English-American cartoonist (1856–1896)

Bernhard Gillam (April 28, 1856 – January 19, 1896) was an English-born American political cartoonist.

Gillam was born in Banbury, Oxfordshire. He arrived in New York with his parents in 1866. He worked as a copyist in a lawyer's office, but switched to the study of engraving, and later, after some of his cartoons had appeared in the New York Graphic, turned to cartooning. His work appeared in Frank Leslie's Illustrated Newspaper, Harper's Weekly, where he worked with Thomas Nast during James A. Garfield's campaign of 1880, and Puck magazine where he came under the influence of Joseph Keppler. Gillam also produced work for Judge, a magazine of which he became director-in-chief in 1886.
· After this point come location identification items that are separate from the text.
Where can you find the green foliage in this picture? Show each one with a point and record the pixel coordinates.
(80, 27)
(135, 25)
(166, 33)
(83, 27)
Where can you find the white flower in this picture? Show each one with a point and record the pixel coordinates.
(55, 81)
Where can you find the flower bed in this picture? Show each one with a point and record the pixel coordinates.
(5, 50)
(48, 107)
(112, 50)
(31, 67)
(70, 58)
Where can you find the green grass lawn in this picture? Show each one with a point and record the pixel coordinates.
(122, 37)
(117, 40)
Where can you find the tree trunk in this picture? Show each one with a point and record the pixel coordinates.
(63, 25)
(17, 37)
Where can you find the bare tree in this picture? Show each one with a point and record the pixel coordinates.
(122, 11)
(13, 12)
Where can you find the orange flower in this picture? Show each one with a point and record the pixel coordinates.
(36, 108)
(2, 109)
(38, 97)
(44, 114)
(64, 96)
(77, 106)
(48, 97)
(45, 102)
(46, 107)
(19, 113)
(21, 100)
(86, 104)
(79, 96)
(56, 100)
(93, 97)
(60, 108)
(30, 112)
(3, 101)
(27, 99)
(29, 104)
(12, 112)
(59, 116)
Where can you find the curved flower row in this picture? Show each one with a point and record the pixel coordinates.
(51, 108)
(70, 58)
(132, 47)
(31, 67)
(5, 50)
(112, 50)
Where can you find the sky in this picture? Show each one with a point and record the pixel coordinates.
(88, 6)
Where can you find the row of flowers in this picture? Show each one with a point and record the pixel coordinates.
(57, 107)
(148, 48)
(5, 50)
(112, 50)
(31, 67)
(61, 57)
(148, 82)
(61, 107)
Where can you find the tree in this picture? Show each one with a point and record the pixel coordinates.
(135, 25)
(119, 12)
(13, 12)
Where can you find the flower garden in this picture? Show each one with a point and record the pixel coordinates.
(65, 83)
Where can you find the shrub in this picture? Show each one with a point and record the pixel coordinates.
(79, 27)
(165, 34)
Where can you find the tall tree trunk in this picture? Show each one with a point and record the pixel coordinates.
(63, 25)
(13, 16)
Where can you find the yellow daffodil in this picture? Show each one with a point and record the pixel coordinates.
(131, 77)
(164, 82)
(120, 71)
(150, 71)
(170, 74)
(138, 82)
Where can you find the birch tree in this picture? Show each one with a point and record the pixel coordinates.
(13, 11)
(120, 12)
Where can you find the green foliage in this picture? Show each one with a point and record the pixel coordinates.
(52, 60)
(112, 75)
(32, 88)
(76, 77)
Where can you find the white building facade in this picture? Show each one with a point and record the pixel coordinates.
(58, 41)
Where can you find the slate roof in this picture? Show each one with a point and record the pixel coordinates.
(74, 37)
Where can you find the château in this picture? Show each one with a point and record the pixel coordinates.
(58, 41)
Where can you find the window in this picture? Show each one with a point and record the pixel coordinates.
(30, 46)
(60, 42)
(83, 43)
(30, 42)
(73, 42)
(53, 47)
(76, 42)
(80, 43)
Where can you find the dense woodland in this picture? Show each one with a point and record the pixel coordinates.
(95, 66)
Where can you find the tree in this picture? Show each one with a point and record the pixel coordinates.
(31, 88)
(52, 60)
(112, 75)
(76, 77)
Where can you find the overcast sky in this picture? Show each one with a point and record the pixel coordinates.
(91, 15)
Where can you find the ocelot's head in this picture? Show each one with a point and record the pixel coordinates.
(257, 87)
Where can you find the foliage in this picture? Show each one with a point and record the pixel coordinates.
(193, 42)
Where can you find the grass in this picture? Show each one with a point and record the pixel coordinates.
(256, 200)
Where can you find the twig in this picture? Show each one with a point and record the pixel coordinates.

Gillam's cartoons on James G. Blaine during the 1884 US presidential campaign played a large part in Grover Cleveland's election to office. "Phryne before the Chicago Tribunal", also known as "The Tattooed Man", which appeared in the Puck issue of June 4, 1884, showed Blaine's body covered in tattoos detailing corruption charges from his political past. Blaine threatened legal action, but backed down on the advice of his political friends. According to Blaine biographer David Saville Muzzey, "it is doubtful if any cartoon in our history ever had the vogue and influence of Gillam's Tattooed Man." Oddly, Gillam was a Republican who voted for Blaine in 1884.

During the presidential campaigns of 1888 and 1892, Gillam's cartoons depicted the dangers of the free-trade policy of the Democrats and the benefits of Republican protectionism.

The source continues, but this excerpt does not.